El llamado «terrorismo» es una «lacra» hasta que triunfa o es derrotado. Es entonces que se explica, se comprende y, sobre todo, se historiza. Hay numerosos ejemplos acerca de los que ayer eran «terroristas» y hoy son héroes y hasta jefes de estado. Es lo que tiene la lucha de clases y la guerra de clases en sus fases agudas o atenuadas, agrias o mitigadas. En el Estado español ‑concepto este, ya lo dije, acuñado por el franquismo que aspiraba a crear un «Estado Nuevo» fascista more mussoliniano‑, al no haber ruptura democrática, se considera que ETA siempre fue «terrorista», antes y después del advenimiento místico de la «democracia». El monopolio de la violencia weberiana ‑como nos recuerda siempre el atormentado y ríspido gauleiter Joseba Arregi- es del estado y no hay más que hablar. Quien se oponga a él, con las armas en la mano, sobre todo si son armas obreras, es un terrorista, un forajido (fora exitus, un marginado). Si bien el torturador y colaborador de la Gestapo nazi Melitón Manzanas no ha sido considerado ‑o igual sí y no me he enterado- un demócrata, el hecho de que fuera ejecutado por ETA lo convirtió, automáticamente, en un «mártir» y una «víctima del terrorismo». O Carrero Blanco. La lucha armada de no importa qué sigla ‑siempre que sea revolucionaria- tiene la extraña virtud de convertir en demócratas a sus víctimas, aun a pesar de ellas mismas. Una rara metamorfosis. Hasta Jesucristo dijo al pescador Pedro que no blandiera la espada en Getsemaní cuando fue prendido por los romanos, o sea, que iban armados, al menos según San Marcos.

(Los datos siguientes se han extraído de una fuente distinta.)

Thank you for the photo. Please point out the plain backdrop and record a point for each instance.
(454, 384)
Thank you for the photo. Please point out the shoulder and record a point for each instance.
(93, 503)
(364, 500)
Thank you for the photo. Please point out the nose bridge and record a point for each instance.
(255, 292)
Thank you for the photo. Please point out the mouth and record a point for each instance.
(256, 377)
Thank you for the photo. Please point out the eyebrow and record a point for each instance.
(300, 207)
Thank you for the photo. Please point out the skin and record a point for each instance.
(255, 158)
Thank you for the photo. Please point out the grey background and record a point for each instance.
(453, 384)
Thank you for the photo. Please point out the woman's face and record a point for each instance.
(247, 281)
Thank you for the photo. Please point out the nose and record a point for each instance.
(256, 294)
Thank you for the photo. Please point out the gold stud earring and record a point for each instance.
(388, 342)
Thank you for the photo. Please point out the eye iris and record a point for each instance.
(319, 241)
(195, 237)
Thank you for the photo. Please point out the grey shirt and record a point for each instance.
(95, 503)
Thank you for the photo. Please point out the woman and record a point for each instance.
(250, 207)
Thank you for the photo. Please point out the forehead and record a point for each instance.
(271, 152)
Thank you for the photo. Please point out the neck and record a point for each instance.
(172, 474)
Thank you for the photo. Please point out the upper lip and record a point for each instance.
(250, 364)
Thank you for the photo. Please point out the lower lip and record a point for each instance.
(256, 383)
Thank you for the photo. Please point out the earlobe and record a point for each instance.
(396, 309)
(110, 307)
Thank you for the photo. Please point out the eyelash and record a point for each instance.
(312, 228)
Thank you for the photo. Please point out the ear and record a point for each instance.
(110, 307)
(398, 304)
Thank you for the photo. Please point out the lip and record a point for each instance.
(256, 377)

Hace ya algunos años el prestigioso y nada sospechoso de complicidad con organizaciones armadas, el antropólogo santurtziarra Juan Aranzadi, acuñó el vocablo «ideología antiterrorista» para desenmascarar la mistificación que suponía presentar la compleja problemática política contemporánea como una lucha maniquea entre la democracia y el terrorismo, entre el Bien y el Mal. Es decir, un combate escatológico entre buenos malos. Otrosí, la historia entendida y contada como un tebeo. La intelligentsia dominante no da más de sí. De la secularización de la teología en conceptos políticos modernos ‑del iusnaturalismo al iuspositivismo, del derecho divino agustiniano a Kelsen‑, como decía Carl Schmitt, se vuelve otra vez a la teología política: buenos y malos, amigo/enemigo, el eje del mal y Occidente (cristiano), choque de civilizaciones, fundamentalistas y civilizados… Una interpretación hollywoodiense de la historia, un neoinfantilismo de la misma propio de una película de Spielberg.

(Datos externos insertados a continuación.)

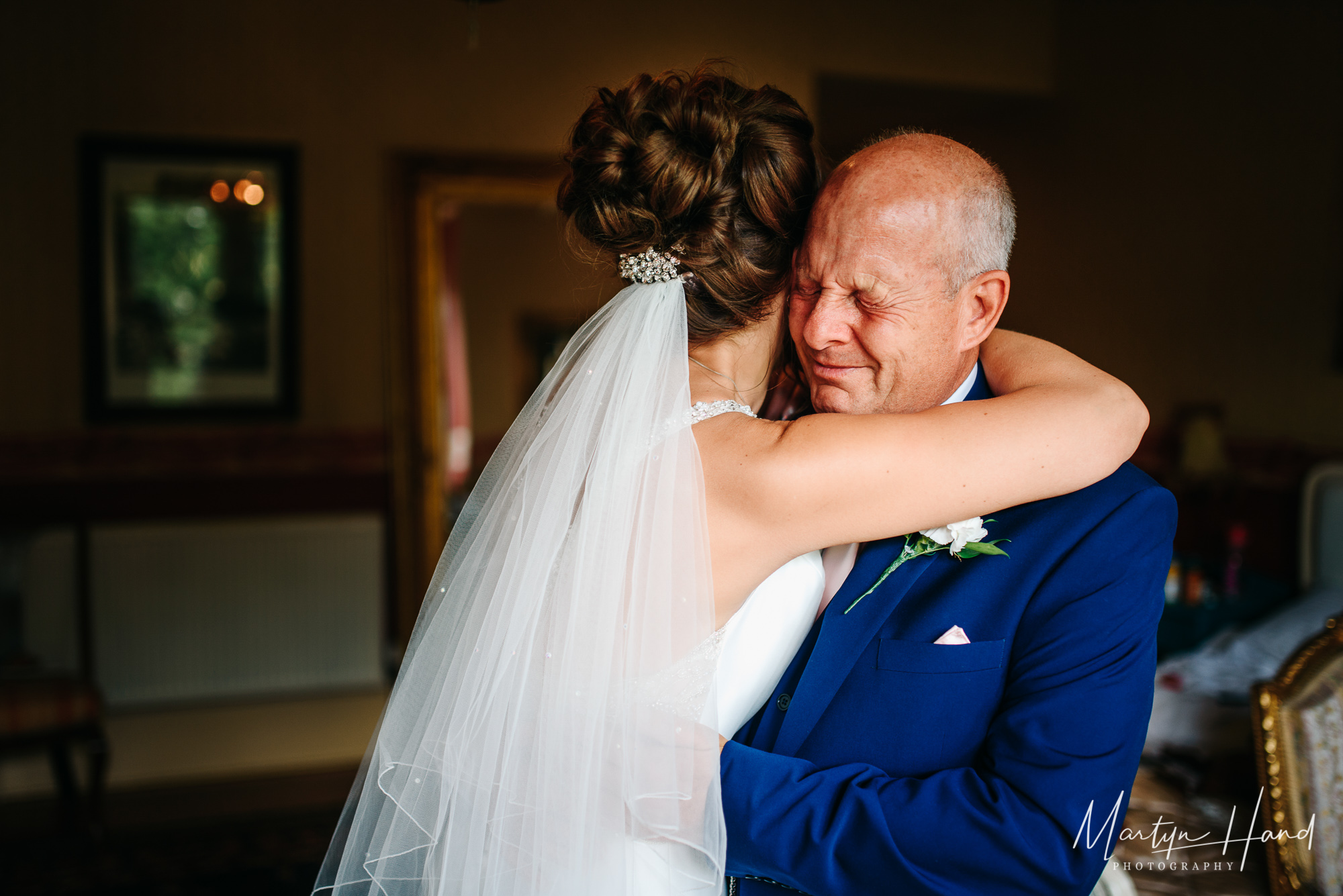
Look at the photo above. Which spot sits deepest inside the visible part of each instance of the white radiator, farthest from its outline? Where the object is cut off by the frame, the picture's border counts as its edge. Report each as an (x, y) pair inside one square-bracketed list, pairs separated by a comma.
[(228, 609)]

Incapaces de explicar nada, sabedores de su derrota política, moral e intelectual, responden igual que yo lo hago a mis hijas cuando vemos en la tele una peli de indios y vaqueros: «Aita, ¿los indios son los malos, no?». Y yo, baboso y babeante: «¡por supuesto!». No seré yo quien les abra los ojos a mis hijas explicando la verdad de las cosas para que acaben convertidas en unas «hijas de puta políticamente incorrectas» y no gente de provecho. ¿Qué clase de padre sería yo?